逆に言うと、火を使いたくないから焼肉もしたくない。そこで出番はサラダ、生食、刺身。
しかしお客様も命の危険を感じるほどの暑さから日中の買い物には来ない。時間をずらして午後5時からの買い物が増加。
当店の最大ピークは午後6時〜7時に大幅にずれ込んでいます。よって、敢えてこの時間に売り場を最大ピークに持ってきました。

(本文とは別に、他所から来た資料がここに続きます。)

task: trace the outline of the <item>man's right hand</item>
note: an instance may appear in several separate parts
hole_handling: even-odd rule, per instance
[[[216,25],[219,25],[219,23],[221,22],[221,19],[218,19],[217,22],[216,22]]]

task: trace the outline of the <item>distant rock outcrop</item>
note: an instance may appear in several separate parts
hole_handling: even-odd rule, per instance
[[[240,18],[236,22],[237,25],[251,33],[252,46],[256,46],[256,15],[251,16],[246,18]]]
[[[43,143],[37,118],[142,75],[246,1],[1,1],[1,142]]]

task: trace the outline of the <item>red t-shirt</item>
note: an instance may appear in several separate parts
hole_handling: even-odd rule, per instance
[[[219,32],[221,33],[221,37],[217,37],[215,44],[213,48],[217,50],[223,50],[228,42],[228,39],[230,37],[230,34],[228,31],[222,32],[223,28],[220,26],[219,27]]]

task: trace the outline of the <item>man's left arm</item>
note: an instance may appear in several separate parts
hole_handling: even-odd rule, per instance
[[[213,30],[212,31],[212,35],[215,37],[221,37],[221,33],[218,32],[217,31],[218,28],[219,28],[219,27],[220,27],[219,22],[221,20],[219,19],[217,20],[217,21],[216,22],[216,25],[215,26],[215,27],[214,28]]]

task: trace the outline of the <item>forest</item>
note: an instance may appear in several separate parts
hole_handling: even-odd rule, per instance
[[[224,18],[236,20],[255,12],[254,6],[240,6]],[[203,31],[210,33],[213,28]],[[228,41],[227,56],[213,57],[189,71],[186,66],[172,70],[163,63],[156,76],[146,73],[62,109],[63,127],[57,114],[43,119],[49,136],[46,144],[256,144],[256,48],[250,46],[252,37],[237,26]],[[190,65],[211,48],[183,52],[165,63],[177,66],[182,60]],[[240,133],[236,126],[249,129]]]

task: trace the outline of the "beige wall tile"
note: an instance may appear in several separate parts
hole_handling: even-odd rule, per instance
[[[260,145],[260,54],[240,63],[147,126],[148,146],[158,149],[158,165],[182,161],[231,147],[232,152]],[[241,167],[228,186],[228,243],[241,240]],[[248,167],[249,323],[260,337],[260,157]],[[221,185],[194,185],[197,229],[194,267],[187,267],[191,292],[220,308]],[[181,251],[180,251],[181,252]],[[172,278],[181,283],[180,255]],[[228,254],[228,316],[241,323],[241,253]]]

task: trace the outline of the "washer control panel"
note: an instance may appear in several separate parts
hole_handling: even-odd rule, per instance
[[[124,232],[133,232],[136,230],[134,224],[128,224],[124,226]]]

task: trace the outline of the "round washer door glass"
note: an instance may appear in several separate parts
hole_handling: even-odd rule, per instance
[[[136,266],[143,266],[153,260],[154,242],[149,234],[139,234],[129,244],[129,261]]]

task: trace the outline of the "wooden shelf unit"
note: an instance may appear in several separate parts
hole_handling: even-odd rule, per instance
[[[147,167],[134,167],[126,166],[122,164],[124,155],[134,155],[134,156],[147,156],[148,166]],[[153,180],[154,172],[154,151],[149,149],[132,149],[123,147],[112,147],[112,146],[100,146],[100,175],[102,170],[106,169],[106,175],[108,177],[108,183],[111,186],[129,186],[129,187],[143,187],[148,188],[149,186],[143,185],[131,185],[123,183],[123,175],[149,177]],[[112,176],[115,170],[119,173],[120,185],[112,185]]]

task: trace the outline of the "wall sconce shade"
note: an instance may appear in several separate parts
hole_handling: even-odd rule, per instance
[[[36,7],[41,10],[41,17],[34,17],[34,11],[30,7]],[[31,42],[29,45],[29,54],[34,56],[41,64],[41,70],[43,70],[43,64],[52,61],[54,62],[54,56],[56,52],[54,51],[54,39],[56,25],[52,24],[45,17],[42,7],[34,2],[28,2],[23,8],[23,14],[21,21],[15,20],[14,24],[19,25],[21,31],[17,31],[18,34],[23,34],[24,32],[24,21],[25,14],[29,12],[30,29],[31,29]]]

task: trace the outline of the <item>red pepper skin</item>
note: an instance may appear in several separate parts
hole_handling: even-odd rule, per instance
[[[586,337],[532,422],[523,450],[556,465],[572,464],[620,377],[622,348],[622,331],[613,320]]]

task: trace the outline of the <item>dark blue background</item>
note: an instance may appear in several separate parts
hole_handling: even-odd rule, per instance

大いにリスクはありましたが、それでも1ヶ月後にはお客様が付いてきてくれるようになりました。
惣菜、寿司、そして刺身類はリスクとチャンスの裏表の関係ですね。

投稿: てっちゃん | 2018年8月 5日 (日) 00時15分

斜陽部門の鮮魚が好調の兆し。いい響きですね、気持ちがいいです。
 今月は頭に二の丑があって貯金が出来てましたが、あまりの猛暑で早くも使い果たしそうです。
 日中のお客様が少なすぎる。朝、切った刺身は15時には使い物にならないほど劣化。こんな夏はなかったです。
特にカツオは顕著にわかりますね。
 朝の立ち上げには職人社員、夕方は若手体制で作り込んで帰りますが、判断が彼らには出来ないとの事。だからといって莫大なカツオの量をこなす技量も時間もない、取れない。

毎日カツオが安値安定で送り込みが止まらない。
 難しい判断に迫られてます。

当店の競合さんは絶対的な魚中心の王者。

ちょっと安くしたくらいでは太刀打ちが出来ません。

こっちの原価があちらの売価。

そこをかいくぐって隙間商売を始めてます

餅は餅屋。これはそうたやすく崩れません。

他の切り口で勝負をしていきます。